School of Information Science and Engineering, Central South University, Changsha, China.
Proteomics. 2013 Jan;13(2):291-300. doi: 10.1002/pmic.201200436. Epub 2013 Jan 3.
Clustering of protein-protein interaction networks is one of the most prevalent methods for identifying protein complexes, detecting functional modules and predicting protein functions. In the past few years, many clustering methods have been proposed. However, it is still a challenging task to evaluate how well the protein clusters are identified. Even for two of the most popular measurements, F-measure and p-value, bias exists when evaluating the identified clusters. In this paper, we propose two new types of measurements to evaluate clusters more finely and distinctly. One is hF-measure(Tf) , a topology-free measurement and another is hF-measure(Tb) , a topology-based measurement. Unlike F-measure, the new measurements of hF-measure(Tf) and hF-measure(Tb) can discriminate between different types of errors. Both artificial test data and practical test data were used to evaluate the effectiveness of hF-measure(Tf) and hF-measure(Tb) . For the artificial test data, artificial errors were generated by replacing some cluster members with functionally similar or non-similar members. The practical test data was produced by seven clustering algorithms Markov Clustering, Molecular Complex Detection, HC-PIN, SPICI, CPM, Core-Attachment and RRW. The experimental results on artificial and practical test data both show that hF-measure(Tf) and hF-measure(Tb) evaluate clusters more accurately compared to F-measure. Especially, hF-measure(Tb) can capture the topology changes in clusters, which can also be used to the analysis of dynamic network.
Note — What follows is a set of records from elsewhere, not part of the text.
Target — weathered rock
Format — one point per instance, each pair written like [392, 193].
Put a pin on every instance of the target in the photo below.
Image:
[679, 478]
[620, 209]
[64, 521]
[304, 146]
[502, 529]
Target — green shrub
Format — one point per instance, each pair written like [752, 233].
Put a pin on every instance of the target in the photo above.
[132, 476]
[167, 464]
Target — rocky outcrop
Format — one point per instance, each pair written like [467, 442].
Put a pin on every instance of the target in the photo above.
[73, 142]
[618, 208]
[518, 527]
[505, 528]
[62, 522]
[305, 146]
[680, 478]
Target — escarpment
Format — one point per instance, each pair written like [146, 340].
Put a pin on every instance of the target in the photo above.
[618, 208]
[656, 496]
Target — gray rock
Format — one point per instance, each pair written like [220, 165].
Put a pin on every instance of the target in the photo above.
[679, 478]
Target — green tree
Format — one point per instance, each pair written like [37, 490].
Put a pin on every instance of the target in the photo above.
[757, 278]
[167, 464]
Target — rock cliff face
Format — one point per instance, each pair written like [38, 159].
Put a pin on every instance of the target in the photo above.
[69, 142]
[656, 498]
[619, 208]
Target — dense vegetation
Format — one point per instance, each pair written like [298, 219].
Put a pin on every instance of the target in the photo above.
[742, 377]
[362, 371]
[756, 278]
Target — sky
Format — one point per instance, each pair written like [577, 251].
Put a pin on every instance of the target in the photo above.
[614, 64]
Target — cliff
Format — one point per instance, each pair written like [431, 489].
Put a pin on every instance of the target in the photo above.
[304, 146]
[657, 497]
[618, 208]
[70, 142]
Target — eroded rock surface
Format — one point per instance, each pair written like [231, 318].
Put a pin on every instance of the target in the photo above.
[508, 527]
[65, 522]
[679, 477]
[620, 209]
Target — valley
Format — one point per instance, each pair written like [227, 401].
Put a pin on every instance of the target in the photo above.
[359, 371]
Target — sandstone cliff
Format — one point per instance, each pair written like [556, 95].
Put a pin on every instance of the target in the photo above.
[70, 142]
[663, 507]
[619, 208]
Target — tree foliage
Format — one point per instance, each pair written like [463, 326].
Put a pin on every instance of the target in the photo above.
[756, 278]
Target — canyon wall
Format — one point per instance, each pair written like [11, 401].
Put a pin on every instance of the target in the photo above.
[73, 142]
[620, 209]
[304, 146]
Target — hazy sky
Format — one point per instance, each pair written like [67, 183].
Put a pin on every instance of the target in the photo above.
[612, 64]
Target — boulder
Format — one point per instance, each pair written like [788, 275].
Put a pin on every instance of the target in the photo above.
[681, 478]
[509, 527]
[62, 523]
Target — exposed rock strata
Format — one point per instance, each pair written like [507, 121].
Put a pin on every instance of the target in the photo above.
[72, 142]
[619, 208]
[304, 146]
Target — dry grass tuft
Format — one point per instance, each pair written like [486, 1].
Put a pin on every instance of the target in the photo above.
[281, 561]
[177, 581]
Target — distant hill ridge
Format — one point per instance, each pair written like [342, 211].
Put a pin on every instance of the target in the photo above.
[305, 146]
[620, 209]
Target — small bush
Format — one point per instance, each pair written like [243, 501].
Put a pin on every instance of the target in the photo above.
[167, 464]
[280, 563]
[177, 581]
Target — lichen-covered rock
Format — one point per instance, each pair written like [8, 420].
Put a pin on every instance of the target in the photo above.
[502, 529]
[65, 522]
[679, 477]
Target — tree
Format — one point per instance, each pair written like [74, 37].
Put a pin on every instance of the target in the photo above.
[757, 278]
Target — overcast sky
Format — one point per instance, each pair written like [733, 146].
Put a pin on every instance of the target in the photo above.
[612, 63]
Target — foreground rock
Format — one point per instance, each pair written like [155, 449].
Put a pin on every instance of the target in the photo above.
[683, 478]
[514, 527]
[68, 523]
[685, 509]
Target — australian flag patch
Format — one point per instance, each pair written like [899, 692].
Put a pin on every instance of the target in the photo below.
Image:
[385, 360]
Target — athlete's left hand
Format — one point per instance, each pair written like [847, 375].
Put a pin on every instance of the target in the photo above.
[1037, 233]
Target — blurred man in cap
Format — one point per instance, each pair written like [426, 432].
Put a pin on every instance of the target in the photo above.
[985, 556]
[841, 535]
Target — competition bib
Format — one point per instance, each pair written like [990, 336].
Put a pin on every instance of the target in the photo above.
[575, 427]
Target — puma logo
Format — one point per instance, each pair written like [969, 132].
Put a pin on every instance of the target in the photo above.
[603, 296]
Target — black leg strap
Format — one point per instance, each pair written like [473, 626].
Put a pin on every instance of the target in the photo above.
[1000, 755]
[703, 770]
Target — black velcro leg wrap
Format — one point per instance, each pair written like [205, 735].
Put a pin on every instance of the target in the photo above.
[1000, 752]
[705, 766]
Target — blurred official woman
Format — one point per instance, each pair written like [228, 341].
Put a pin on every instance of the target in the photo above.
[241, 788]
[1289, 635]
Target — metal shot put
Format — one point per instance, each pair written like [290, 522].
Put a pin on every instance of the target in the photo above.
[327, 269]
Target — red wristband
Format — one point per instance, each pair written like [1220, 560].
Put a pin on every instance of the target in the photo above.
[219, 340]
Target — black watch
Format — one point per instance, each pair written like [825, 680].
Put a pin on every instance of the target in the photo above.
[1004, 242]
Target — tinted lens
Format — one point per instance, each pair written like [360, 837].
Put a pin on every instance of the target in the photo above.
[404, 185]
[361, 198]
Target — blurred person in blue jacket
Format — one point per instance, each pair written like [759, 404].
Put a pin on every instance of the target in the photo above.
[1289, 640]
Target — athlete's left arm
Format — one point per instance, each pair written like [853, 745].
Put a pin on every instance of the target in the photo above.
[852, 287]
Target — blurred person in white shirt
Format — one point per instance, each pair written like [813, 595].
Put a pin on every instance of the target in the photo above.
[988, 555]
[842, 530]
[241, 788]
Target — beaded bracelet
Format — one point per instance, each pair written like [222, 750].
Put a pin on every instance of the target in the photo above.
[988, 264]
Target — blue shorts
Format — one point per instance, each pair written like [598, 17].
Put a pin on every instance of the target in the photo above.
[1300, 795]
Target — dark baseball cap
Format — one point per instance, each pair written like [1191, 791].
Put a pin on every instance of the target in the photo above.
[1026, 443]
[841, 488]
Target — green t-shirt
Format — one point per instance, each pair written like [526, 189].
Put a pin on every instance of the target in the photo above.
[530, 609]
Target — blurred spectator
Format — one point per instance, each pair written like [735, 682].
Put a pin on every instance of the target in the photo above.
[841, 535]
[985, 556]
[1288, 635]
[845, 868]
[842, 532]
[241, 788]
蛋白质-蛋白质相互作用网络的聚类是识别蛋白质复合物、检测功能模块和预测蛋白质功能的最常用方法之一。在过去的几年中,已经提出了许多聚类方法。然而,评估蛋白质簇的识别效果仍然是一项具有挑战性的任务。即使对于两个最受欢迎的度量标准,F 度量和 p 值,在评估识别出的簇时也存在偏差。在本文中,我们提出了两种新的度量标准,可以更精细和更明显地评估簇。一种是 hF 度量(Tf),一种无拓扑度量,另一种是 hF 度量(Tb),一种基于拓扑的度量。与 F 度量不同,hF 度量(Tf)和 hF 度量(Tb)的新度量标准可以区分不同类型的错误。人工测试数据和实际测试数据都用于评估 hF 度量(Tf)和 hF 度量(Tb)的有效性。对于人工测试数据,通过用功能相似或不相似的成员替换一些簇成员来生成人工错误。实际测试数据由七种聚类算法 Markov Clustering、Molecular Complex Detection、HC-PIN、SPICI、CPM、Core-Attachment 和 RRW 生成。在人工和实际测试数据上的实验结果都表明,与 F 度量相比,hF 度量(Tf)和 hF 度量(Tb)可以更准确地评估簇。特别是,hF 度量(Tb)可以捕获簇中的拓扑变化,也可以用于动态网络的分析。